Conseil Supérieur du Pouvoir Judiciaire

Attendu que le bon fonctionnement de la justice et l'intérêt des deux parties commandent de renvoyer l'affaire devant la même cour.

Pour ces motifs

La Cour de cassation a cassé l'arrêt attaqué et renvoyé l'affaire et les deux parties devant la même cour pour qu'il en soit à nouveau statué par une autre formation conformément à la loi, et a condamné le défendeur aux dépens.

Elle a également décidé de constater la présente décision dans les registres de la cour qui l'a rendue à la suite de l'arrêt attaqué ou sur sa minute.

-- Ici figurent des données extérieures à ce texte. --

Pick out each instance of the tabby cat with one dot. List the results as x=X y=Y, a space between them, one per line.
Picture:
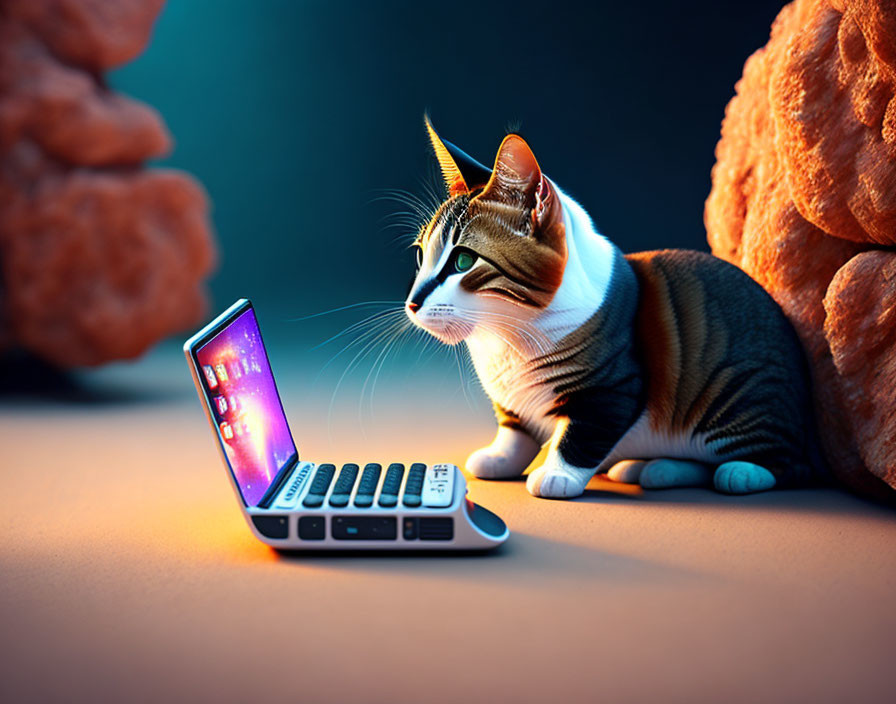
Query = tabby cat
x=666 y=368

Et c'est ainsi qu'a été rendu l'arrêt, prononcé à l'audience publique tenue à la date susmentionnée dans la salle des audiences ordinaires de la Cour de cassation à Rabat. La formation de jugement était composée du président de la formation, Monsieur Mohamed Ben Yaiche, président, et des conseillers, Messieurs et Mesdames : Amine Ziad, rapporteur – Abdellah Farah, Fatiha Bami – Abdelali Hafid, membres, en présence de Monsieur le procureur général Ateq Mezbour, assisté de Madame l'huissier de justice Nawal El Aboudi.

Royaume du Maroc

Conseil Supérieur du Pouvoir Judiciaire

Cour de cassation

Traduction automatique fournie à titre indicatif. Seul le texte original en arabe fait foi.
Source : Portail officiel de la jurisprudence — CSPJ

Source : Cour de cassation – Base Open Data « Judilibre » & « Légifrance ».